Certamente a escola vive hoje a sua maior crise desde a fundação. Não somente pelo jejum de títulos, mas fundamentalmente, pela incompatibilidade que reina entre o seu comando e os portelenses. As três gestões da atual presidência foram mais do que suficientes para destruir o sonho de que a escola de samba de Oswaldo Cruz e Madureira voltaria a ocupar majestosamente o seu lugar no cenário da cultura brasileira. E as consequências são sempre desastrosas quando uma esperança é apunhalada. A crise da Portela é de diagnóstico simples, porém grave: É a separação irreconciliável entre a sua direção e a comunidade, um corpo sem alma. E caso ocorra a reeleição dessa direção, o futuro é de risco, pois o abismo já existente entre o sonho e a realidade poderá se tornar ainda mais intransponível. Do que nada se espera, não se cria desejos. Mas para um portelense, a esperança não finda, muda de lugar. E neste lugar, capital dos nossos sonhos, vislumbramos o retorno da verdadeira Portela. Uma escola de samba em seu conceito mais amplo, que ponha um fim ao reduzido papel de escola de carnaval. Retomando a utilização do seu espaço enquanto ambiente sócio-cultural da comunidade, em que o samba tem primazia.
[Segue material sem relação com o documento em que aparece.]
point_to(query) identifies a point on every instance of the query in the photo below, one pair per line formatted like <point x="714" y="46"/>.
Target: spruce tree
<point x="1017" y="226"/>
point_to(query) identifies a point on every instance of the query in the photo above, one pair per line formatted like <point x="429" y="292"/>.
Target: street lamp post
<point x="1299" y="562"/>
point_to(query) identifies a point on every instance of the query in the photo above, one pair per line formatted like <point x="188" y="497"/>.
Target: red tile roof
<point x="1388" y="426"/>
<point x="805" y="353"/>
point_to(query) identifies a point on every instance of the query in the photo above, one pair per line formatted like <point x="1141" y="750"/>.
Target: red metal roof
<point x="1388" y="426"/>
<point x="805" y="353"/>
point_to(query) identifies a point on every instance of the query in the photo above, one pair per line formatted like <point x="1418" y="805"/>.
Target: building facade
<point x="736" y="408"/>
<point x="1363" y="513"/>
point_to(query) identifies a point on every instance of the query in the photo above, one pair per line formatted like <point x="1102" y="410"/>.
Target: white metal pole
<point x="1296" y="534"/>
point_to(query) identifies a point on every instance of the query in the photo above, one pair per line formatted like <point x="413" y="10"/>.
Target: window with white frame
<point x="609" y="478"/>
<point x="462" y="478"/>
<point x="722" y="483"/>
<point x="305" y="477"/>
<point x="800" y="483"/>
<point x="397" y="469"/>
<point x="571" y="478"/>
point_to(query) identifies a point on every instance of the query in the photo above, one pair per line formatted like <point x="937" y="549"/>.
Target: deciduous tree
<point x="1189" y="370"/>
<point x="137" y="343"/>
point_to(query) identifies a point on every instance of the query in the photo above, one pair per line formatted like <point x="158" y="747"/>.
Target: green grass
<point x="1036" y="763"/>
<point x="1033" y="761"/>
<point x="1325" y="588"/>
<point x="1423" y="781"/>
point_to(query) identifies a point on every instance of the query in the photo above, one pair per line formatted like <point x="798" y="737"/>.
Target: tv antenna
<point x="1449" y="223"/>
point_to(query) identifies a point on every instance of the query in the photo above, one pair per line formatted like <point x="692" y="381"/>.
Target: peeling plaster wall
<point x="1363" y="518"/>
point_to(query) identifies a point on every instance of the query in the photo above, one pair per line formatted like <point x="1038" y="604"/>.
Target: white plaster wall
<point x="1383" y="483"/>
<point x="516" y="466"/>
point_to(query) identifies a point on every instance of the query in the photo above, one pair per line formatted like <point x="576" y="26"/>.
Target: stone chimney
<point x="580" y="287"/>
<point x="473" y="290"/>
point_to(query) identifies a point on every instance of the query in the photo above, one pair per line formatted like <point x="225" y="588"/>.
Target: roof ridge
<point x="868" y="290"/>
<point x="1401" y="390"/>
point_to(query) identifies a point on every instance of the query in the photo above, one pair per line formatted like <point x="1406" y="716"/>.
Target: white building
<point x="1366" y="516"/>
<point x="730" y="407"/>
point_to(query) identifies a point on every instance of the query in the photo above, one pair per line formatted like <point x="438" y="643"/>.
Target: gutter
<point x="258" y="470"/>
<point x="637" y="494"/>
Fortalecer a ala de compositores, investindo na formação de novos talentos, e a realização de rodas de samba e festivais de sambas de quadra, são iniciativas necessárias para que a Portela prossiga como uma fonte de referência da música popular brasileira. Assim como é premente que a disputa de samba de enredo seja igualitária, em todos os aspectos que a envolve. A extinção das torcidas de aluguel e parafernálias alegóricas, assim como o incentivo à participação dos integrantes da escola e moradores da região, no transcorrer do evento, são medidas importantes para uma competição dentro da realidade econômica dos compositores e um julgamento justo. Não queremos a transformação em gueto, mas o entendimento de que a escolha do "hino" é um momento sagrado, em que a preferência dos portelenses deve sempre prevalecer, sem a interferência de interesses pessoais e/ou do poder financeiro.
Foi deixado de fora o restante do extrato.